I think cultures have thresholds, we tried and actually managed some rejuvenation while some of us in that last large Swedish generation was still in our 20s (however as the article points out, it was a trickle and we were probably too few with the wrong focus perhaps), now in our 40s we're probably not going to be inspiring any teens directly.

Also the engagement threshold, as many from our generations are now established professionals (like from people that designed the EA-Frostbite engine,etc) the quality put out as "side-projects" are still enormously more adept than what beginners can approach, yet feeble compared to the pure engineering effort managed by the professional game making tools.

Sure you can easily partake, but it's probably demotivating knowing that what you make has such a long way to go (we feel it ourselves).

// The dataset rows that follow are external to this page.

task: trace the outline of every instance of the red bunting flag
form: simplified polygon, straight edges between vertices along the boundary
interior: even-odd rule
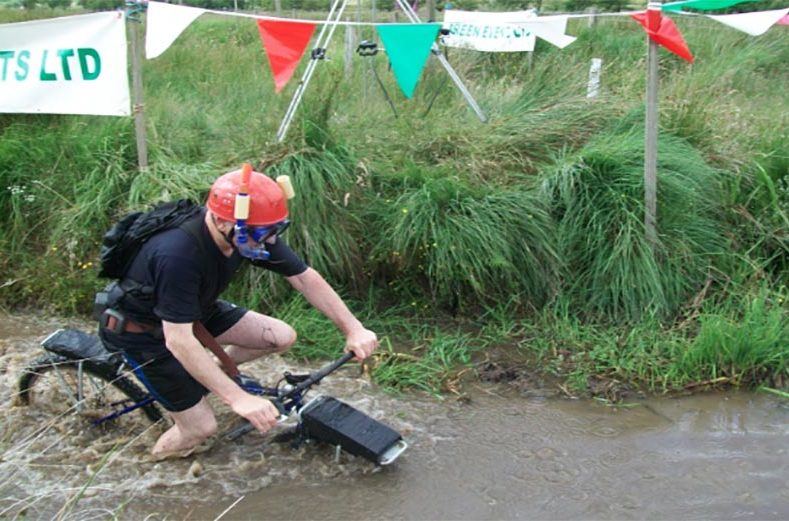
[[[643,11],[631,15],[633,19],[640,23],[652,41],[662,45],[680,58],[693,63],[693,55],[682,38],[677,26],[671,18],[662,16],[658,10]]]
[[[315,24],[258,20],[258,31],[274,76],[274,90],[279,92],[293,76],[315,32]]]

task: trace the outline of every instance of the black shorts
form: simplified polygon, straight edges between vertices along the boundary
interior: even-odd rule
[[[217,300],[203,325],[218,337],[241,320],[246,312],[245,308]],[[99,336],[108,349],[123,353],[137,379],[168,411],[185,411],[208,394],[208,389],[195,380],[167,349],[163,338],[150,333],[118,335],[106,329],[101,329]]]

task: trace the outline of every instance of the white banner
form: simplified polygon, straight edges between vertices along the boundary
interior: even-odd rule
[[[461,47],[485,52],[533,51],[539,37],[564,48],[575,41],[565,34],[566,16],[540,16],[531,11],[489,13],[479,11],[444,11],[444,29],[449,34],[441,37],[447,47]]]
[[[708,14],[707,16],[751,36],[761,36],[767,32],[767,29],[780,22],[786,13],[789,13],[789,8],[739,14]]]
[[[0,112],[130,115],[123,13],[0,25]]]

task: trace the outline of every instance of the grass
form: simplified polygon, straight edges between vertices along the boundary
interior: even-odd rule
[[[572,46],[538,42],[529,61],[451,49],[487,124],[434,60],[405,100],[383,54],[355,56],[346,72],[338,37],[277,144],[294,86],[272,94],[254,24],[206,15],[144,63],[145,173],[128,119],[0,116],[0,306],[87,313],[111,222],[157,200],[203,200],[218,173],[251,161],[291,176],[288,240],[387,339],[372,373],[387,386],[446,390],[502,345],[591,393],[608,392],[606,379],[785,385],[775,302],[789,143],[775,107],[789,47],[780,30],[680,25],[696,62],[661,51],[655,255],[642,229],[644,34],[632,20],[571,20]],[[603,60],[595,100],[591,58]],[[227,296],[296,324],[294,356],[342,348],[281,279],[249,270]]]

Will it die out totally? I was actually more worried 5-10 years ago, kids need creative outlets and the entire AI-storm that might make some demotivated will also create more unemployment for capable people, and after all, the golden eras were during times when kids were getting talented but couldn't find jobs for those talents.

ChrisArchitect · 18h ago
Dunno about state of the scene insights, but earlier this week this submission got some positive attention here.

Interview with Japanese Demoscener 0b5vr

https://news.ycombinator.com/item?id=45137245

charcircuit · 20h ago
From my perspective these evolved into game jams. I feel like if you only count competitions for old, outdated platforms these won't be getting as many new comers as other platforms that are common place and easy to develop for. Hosting them purely via the internet made them more accessible.